Experts discuss the effectiveness of the influenza vaccine and what to expect during this year’s flu season.
The flu season is right around the corner. Flu season is unpredictable, but activity often begins to increase in Fall. As Americans roll up their sleeves to get their annual flu shot, one concern lingers: How effective will the vaccine be?. The answer, according to experts, is we couldn’t be certain — however, the vaccine is safe and your best defense against becoming seriously ill with influenza.
Why Should People Get Vaccinated Against Flu?
Influenza (flu) is a potentially fatal disease that can result in hospitalization and, in some cases, death. Every flu season is different, and its effects vary. According to the Centers for Disease Control and Prevention (CDC), millions of people get the flu each year. Hundreds of thousands are hospitalized, and thousands to tens of thousands die from flu-related causes.

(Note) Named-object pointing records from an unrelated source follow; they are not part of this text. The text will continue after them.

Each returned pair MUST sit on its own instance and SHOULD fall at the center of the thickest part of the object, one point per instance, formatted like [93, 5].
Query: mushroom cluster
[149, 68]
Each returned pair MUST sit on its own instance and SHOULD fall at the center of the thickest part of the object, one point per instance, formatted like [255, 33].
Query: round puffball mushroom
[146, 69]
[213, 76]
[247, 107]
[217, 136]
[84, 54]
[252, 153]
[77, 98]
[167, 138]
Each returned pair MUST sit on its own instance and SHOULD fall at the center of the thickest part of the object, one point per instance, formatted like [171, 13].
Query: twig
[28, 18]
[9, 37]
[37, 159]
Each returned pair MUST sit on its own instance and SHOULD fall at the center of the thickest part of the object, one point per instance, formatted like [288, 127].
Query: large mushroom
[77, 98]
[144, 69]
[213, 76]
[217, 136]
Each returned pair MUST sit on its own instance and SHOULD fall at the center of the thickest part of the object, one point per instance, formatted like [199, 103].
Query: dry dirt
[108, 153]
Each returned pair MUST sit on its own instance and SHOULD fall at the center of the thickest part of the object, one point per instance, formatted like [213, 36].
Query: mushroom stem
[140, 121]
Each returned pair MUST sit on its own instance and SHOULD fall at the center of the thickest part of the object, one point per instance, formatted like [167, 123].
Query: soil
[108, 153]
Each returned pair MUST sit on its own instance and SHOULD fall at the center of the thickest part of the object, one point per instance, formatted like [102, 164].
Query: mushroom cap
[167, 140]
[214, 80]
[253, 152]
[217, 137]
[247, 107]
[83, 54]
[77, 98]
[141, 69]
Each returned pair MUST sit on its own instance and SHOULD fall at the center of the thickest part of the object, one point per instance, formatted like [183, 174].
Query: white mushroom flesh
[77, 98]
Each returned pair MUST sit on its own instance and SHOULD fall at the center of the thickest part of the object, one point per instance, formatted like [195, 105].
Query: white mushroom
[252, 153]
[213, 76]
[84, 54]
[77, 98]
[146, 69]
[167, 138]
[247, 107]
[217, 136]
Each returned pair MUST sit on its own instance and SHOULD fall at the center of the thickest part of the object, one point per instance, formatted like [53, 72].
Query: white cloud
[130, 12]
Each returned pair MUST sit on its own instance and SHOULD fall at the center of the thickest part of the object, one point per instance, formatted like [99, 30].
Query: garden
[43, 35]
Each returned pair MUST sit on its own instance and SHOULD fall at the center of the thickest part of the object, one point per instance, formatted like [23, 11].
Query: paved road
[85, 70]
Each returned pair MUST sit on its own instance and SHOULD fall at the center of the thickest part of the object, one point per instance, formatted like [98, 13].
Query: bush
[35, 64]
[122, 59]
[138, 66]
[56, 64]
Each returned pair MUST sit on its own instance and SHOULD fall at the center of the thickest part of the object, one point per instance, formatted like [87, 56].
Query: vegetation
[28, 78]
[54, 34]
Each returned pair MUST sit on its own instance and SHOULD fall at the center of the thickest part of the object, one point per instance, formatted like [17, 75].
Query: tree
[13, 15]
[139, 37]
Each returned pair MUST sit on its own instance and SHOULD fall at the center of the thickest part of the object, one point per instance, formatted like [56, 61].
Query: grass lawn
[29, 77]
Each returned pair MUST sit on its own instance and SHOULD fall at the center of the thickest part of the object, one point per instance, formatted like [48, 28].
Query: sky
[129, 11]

An annual seasonal flu vaccine is the best defense against flu. Experts say that vaccination has reduced the risk of flu illnesses, hospitalizations, and even flu-related death in children. While some people who receive a flu vaccine may still become ill, several studies showed that flu vaccination reduces the severity of the disease.
Vaccine Effectiveness Fluctuates Every Year
Based on the CDC statistics for the efficacy of the flu vaccine, you can see how it has been protecting Americans from getting sick over the past few decades.

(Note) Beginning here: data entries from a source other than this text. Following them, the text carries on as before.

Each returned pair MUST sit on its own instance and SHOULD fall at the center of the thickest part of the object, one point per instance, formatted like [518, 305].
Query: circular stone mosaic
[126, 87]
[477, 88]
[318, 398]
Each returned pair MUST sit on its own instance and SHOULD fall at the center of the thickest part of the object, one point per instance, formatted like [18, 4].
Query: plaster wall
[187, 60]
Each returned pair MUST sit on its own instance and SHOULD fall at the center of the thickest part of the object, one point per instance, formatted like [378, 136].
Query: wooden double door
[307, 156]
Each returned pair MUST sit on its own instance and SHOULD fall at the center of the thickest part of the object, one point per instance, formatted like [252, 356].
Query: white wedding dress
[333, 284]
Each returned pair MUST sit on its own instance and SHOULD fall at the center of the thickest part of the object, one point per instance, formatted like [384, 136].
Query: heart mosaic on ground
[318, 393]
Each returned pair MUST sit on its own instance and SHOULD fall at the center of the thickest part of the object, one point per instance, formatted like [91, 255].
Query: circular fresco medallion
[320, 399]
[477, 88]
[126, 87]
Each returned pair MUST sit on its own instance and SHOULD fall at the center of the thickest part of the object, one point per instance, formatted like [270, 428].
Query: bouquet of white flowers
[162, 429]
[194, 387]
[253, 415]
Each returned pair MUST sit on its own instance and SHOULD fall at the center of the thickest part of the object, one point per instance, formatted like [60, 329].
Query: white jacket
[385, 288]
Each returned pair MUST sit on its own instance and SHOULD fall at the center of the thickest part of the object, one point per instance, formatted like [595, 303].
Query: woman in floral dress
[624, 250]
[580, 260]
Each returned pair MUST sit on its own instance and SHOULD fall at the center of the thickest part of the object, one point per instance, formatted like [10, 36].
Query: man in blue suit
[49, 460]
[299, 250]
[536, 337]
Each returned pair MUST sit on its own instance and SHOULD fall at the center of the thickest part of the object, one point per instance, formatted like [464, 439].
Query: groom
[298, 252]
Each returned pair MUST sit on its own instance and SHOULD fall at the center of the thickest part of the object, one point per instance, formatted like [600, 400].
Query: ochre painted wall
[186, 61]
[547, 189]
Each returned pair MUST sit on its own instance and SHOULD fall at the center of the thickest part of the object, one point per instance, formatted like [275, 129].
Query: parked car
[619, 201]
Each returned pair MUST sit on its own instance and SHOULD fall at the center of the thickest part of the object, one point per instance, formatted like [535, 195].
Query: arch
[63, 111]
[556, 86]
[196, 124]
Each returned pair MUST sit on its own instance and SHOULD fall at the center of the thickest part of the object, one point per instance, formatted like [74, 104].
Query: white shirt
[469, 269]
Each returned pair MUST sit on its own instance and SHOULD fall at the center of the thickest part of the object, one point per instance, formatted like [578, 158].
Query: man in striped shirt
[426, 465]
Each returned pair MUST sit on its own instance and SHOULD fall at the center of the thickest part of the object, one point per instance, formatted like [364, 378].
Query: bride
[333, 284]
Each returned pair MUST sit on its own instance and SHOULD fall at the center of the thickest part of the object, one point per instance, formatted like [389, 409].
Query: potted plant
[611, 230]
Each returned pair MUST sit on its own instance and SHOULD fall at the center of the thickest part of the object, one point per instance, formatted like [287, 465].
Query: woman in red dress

According to Richard Webby, Ph.D., an influenza expert at St. Jude Children’s Research Hospital, The World Health Organization (WHO) has a network of approximately 148 laboratories in 120 countries that collect specimens from people experiencing flu-like symptoms during the typical flu season. They then analyze the samples and asks a pretty simple question: “Looking at the vaccine strains that we have now, how closely do those match the strains that we think are going to predominate in six months?.”

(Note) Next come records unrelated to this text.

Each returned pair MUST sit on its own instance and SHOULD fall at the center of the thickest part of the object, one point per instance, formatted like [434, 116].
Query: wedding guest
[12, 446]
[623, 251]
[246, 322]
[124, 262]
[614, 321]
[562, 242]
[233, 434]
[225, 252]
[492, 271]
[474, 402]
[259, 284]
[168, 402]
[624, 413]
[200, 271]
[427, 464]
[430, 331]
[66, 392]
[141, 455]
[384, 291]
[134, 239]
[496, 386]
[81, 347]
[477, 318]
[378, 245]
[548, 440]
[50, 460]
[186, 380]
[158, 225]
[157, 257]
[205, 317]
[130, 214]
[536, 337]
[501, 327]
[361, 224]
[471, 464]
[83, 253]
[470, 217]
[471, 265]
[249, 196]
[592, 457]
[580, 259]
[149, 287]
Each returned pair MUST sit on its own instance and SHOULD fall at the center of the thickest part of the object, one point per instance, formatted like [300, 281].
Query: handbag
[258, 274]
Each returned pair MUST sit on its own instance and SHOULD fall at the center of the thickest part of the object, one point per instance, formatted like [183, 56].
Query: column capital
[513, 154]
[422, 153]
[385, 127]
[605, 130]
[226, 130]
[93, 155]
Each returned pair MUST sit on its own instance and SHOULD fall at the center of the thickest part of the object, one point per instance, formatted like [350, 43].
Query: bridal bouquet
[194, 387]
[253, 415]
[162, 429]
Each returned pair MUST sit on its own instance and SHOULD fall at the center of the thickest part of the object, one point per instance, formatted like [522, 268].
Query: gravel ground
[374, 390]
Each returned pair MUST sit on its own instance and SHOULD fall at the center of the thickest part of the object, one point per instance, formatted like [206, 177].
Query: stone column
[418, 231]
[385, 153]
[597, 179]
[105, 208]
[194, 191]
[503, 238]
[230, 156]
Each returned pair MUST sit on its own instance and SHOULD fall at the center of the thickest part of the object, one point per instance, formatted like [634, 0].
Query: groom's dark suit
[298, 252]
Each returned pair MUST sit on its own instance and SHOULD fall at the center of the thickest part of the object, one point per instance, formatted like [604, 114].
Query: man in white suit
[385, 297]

Each country develops vaccines they believe will be most beneficial to its population. According to Ada D. Stewart, M.D., The vaccines in the U.S. for this year are Quadrivalent Influenza Vaccine, which means they protect against four different strains of the flu, two types of influenza A and two types of influenza B. The CDC recommends using any licensed, age-appropriate influenza vaccine during the 2021-2021 influenza season.
However, as seen in the recent COVID cases, new strains can emerge. According to Dr. Webby, the flu may still be circulating in another hemisphere. When it comes back, it may have gone in a slightly different direction than was anticipated, so we don’t get that perfect match between what’s in the vaccine and the circulating strains.
What To Expect This Year?
Last year, the U.S. had one of the mildest flu seasons in recent history. However, Dr. Anna Banerji, an epidemiologist, and pediatrician at the University of Toronto. “When you have a low year, usually the following year is a bad year, and when you look around the world, there’s a lot of influenza and RSV occurring.” Last year’s minimal flu season means that researchers had fewer data to use to create this year’s flu vaccine. “We have almost 100-fold less virologic information than we have had in the past, so with that, there is a little bit more uncertainty,” says Dr. Webby.
Dr. Webby and Dr. Stewart urge everyone to get the flu shot: “As we have seen with the COVID vaccine, even if the flu shot doesn’t keep you from getting infected, it certainly decreases your risk of getting severely sick,” says Dr. Webby.